Deutsche Boerse and NYSE Euronext currently trade at less than 9 times analysts’ estimates for 2012 earnings, versus an average of 15.2 times for exchanges worldwide, according to data compiled by Bloomberg. By applying the multiples of their closest competitors across each of their four main businesses -- equity trading and listings, derivatives, settlement and custody, and market data and technology -- the merged company could command a valuation of 12 times, the data show.
That would give the company a $24 billion capitalization, based the $2 billion in net income that the two exchanges will earn next year, analysts’ estimates compiled by Bloomberg show.
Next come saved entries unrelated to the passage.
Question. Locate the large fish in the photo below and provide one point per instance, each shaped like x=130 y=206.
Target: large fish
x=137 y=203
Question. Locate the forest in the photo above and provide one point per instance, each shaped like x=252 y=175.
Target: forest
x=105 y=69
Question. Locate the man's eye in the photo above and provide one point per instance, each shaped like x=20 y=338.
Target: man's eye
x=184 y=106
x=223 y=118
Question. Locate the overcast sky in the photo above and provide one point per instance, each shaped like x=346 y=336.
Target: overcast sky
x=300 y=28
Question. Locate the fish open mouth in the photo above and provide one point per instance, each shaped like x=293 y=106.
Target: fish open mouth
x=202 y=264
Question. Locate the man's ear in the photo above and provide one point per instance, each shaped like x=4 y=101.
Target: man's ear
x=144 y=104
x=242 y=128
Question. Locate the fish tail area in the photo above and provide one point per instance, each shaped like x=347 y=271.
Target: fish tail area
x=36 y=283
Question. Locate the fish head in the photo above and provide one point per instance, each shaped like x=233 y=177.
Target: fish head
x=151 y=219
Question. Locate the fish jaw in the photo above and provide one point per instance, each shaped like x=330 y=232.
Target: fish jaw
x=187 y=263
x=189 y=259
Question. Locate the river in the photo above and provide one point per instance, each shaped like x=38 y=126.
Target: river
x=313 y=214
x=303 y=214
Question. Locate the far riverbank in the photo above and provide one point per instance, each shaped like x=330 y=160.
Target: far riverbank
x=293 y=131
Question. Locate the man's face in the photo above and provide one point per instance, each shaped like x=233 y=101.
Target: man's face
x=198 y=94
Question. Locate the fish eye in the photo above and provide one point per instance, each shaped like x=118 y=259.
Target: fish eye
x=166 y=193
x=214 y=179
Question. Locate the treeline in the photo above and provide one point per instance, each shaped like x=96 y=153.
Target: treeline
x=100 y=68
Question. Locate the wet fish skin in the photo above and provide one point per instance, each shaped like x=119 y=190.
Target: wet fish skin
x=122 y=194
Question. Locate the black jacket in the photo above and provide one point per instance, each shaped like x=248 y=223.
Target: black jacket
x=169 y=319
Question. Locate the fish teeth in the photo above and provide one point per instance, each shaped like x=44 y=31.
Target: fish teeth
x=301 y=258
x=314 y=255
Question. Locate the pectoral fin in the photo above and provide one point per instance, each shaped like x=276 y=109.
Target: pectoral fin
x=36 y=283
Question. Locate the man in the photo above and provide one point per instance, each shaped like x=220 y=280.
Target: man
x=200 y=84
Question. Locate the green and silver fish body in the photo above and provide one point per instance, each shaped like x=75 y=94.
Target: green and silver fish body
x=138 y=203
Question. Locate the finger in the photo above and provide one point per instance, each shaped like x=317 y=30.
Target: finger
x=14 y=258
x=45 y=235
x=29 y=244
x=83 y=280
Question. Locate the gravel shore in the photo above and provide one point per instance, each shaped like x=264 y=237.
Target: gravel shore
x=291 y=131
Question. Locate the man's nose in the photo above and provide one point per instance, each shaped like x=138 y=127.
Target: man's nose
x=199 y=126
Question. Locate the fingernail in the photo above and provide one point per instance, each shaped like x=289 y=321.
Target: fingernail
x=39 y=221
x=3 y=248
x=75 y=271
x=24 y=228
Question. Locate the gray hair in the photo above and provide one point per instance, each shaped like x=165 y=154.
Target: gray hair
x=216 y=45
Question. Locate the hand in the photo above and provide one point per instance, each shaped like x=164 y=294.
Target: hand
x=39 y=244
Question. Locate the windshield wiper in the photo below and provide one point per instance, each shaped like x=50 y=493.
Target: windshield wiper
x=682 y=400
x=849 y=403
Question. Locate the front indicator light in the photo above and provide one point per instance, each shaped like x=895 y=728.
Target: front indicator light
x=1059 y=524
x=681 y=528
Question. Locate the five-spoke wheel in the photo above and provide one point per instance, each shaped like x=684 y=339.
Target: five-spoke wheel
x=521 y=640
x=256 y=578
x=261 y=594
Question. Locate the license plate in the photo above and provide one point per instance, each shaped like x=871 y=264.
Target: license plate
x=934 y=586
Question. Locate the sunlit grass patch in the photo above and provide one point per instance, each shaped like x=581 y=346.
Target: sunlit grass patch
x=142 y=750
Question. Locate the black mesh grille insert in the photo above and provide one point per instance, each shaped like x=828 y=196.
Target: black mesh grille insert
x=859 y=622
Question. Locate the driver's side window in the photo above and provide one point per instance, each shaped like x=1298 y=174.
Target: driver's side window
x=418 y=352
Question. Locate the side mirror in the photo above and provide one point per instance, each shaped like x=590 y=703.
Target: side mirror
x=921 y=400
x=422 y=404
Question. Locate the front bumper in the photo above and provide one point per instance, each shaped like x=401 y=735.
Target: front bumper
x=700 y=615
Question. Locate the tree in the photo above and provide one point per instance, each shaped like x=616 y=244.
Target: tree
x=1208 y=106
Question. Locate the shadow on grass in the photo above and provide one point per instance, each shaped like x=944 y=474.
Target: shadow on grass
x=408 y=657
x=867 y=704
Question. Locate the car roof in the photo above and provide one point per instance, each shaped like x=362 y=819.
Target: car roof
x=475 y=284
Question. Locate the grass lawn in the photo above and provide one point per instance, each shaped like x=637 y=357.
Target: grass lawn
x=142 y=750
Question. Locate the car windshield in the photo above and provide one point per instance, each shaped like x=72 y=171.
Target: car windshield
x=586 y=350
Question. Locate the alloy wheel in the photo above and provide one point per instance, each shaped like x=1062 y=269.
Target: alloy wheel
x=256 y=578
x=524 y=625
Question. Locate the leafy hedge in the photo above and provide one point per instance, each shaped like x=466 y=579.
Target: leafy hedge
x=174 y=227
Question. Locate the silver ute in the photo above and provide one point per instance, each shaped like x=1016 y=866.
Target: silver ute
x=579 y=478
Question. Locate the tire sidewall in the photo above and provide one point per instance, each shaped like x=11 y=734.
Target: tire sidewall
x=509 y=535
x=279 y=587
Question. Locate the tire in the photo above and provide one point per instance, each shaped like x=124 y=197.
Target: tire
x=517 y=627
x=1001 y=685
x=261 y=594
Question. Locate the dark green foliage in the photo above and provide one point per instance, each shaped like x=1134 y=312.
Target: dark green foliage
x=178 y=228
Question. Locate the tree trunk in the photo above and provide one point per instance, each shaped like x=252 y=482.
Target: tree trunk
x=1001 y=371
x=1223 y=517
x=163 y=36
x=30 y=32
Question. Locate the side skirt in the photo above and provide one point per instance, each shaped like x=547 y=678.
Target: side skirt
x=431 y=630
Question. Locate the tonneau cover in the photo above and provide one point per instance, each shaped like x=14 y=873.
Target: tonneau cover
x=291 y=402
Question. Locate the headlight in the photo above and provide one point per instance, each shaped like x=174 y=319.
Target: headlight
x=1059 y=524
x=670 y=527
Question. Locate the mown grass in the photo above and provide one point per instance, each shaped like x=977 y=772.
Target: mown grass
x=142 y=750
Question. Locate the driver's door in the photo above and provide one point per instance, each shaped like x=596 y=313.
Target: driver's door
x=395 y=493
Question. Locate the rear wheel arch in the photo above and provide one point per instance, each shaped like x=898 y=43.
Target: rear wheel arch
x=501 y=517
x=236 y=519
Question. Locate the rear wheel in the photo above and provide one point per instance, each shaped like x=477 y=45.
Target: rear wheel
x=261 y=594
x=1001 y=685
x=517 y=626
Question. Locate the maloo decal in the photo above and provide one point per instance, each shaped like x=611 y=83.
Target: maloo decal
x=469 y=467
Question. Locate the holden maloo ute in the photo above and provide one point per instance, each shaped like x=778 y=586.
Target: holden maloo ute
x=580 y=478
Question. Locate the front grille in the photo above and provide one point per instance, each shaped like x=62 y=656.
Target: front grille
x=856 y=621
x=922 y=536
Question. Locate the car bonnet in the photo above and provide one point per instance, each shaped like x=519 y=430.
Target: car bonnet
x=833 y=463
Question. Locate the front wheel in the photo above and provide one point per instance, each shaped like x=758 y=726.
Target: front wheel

NYSE Euronext (NYX) in August posted better-than-estimated second-quarter earnings and sales, the 10th straight quarter that it beat projections, data compiled by Bloomberg show. That’s prompted analysts to boost their earnings estimates for 2011 and 2012 by 3.4 percent and 0.9 percent, respectively.
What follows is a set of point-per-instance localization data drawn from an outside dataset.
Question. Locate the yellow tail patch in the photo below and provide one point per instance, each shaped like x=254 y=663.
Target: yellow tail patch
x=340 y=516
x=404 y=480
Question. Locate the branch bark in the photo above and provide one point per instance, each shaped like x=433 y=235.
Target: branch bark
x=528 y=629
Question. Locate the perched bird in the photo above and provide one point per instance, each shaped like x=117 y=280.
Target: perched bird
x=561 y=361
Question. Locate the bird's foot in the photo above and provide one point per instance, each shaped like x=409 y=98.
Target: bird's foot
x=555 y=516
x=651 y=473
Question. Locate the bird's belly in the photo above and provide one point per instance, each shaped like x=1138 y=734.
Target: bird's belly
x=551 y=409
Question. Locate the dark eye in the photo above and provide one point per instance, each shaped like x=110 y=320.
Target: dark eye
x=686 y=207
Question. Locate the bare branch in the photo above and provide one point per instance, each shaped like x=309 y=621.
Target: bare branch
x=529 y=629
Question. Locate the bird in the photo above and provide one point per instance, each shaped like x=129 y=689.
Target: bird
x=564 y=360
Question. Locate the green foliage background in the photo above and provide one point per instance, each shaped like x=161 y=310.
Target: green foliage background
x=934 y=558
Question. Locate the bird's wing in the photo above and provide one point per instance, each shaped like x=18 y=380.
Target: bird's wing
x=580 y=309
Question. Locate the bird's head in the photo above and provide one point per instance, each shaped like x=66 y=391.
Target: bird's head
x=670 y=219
For the companies in the Bloomberg World Exchanges Index, profit estimates are down 13 percent for 2011 and 15 percent for 2012 in the same time period, the data show.
NYSE Euronext and Deutsche Boerse are also forecasting 400 million euros ($537 million) in cost savings and intend to boost revenue by about 150 million euros from the merger, according to an earnings presentation from NYSE Euronext on Aug. 2.
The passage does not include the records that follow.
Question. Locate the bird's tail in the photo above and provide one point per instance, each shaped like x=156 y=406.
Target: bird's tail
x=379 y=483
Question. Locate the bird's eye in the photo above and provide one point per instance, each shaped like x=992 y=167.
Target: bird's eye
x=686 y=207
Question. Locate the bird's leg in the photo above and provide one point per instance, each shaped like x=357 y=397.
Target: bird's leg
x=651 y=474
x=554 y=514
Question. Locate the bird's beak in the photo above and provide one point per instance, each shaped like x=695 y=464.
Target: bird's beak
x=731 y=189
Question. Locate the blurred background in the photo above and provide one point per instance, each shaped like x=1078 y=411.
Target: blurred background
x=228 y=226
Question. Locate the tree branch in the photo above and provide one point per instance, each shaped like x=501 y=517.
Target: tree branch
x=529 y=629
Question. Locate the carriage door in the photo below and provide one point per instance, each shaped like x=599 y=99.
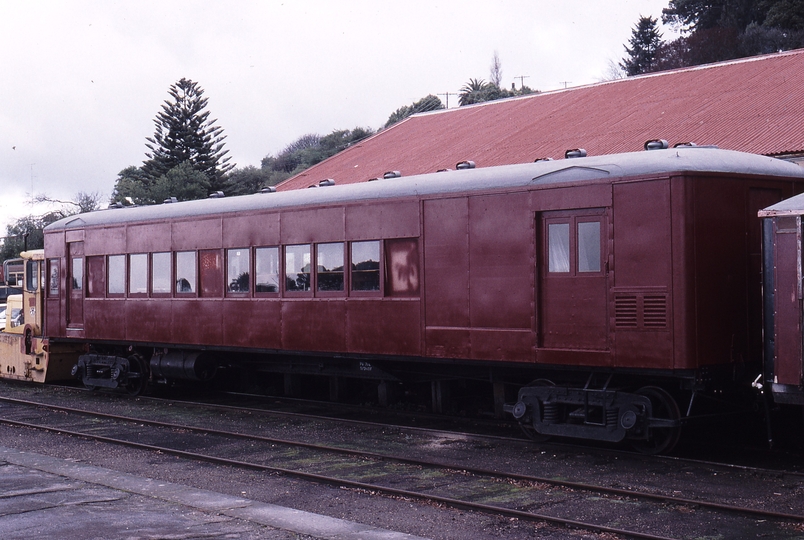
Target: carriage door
x=75 y=285
x=573 y=280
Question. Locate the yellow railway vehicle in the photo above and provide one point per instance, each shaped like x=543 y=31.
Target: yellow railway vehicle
x=25 y=353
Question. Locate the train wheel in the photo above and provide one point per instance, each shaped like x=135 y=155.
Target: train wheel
x=659 y=439
x=528 y=429
x=136 y=383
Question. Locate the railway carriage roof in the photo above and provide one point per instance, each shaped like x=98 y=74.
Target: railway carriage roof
x=508 y=177
x=794 y=206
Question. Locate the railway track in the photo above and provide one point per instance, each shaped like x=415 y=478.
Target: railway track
x=399 y=468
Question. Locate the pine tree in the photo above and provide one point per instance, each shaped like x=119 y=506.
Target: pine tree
x=645 y=43
x=185 y=135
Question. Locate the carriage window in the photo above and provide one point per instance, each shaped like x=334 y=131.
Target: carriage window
x=32 y=277
x=96 y=276
x=160 y=273
x=402 y=260
x=117 y=274
x=558 y=245
x=54 y=276
x=589 y=246
x=366 y=266
x=267 y=269
x=297 y=268
x=138 y=273
x=238 y=265
x=78 y=274
x=210 y=278
x=329 y=266
x=185 y=272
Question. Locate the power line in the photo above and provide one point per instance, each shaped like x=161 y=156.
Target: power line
x=448 y=94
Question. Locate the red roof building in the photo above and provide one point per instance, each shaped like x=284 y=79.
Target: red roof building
x=752 y=105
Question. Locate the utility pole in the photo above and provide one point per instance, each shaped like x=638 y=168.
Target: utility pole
x=447 y=95
x=32 y=164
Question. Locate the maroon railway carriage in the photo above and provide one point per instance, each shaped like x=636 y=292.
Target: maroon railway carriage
x=614 y=283
x=782 y=292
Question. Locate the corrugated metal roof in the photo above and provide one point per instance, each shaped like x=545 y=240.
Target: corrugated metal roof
x=753 y=105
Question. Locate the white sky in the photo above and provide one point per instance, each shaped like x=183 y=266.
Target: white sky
x=82 y=80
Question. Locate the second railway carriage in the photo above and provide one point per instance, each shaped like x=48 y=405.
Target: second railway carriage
x=783 y=281
x=619 y=286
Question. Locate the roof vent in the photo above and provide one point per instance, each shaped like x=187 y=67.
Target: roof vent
x=656 y=144
x=575 y=152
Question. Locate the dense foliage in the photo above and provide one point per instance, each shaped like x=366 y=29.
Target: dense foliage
x=717 y=30
x=427 y=103
x=27 y=232
x=644 y=47
x=186 y=157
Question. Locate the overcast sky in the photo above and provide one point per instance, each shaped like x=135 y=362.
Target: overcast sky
x=81 y=81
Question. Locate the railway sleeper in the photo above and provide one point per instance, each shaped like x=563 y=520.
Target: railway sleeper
x=595 y=414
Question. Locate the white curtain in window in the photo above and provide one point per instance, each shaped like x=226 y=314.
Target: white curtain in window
x=558 y=244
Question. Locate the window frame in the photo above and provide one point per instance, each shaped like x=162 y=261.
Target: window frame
x=250 y=270
x=279 y=273
x=109 y=293
x=381 y=270
x=152 y=275
x=574 y=219
x=343 y=273
x=311 y=287
x=175 y=282
x=53 y=264
x=130 y=281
Creating a transatlantic exchange that generated more than twice as much revenue in the past 12 months as any other trading venue in the world is drawing scrutiny from European regulators.
Joaquin Almunia, the European Union’s antitrust commissioner, said last month that he’s “concerned” the deal may monopolize the derivatives market.
The exchanges received this week a statement of objections listing the European Commission’s “provisional position” on the merger and laying out possible competition issues.
The EU can require companies to change their behavior or sell off units to eliminate competition concerns. It has a Dec. 13 deadline to rule on the deal, which it can extend.
For Thomas Caldwell, chief executive officer of Caldwell Securities Ltd. in Toronto, NYSE Euronext has fallen so much that betting on its future now outweighs the risks.
“The market is telling you it’s valued on almost a no-deal basis,” Caldwell said in a telephone interview. “Fundamentals are no longer the determining factor in the stock price, it’s geopolitical events, it’s financial crises. There’s so much else that’s impacting the stock prices now, and the New York Stock Exchange is at a pretty good buying level.”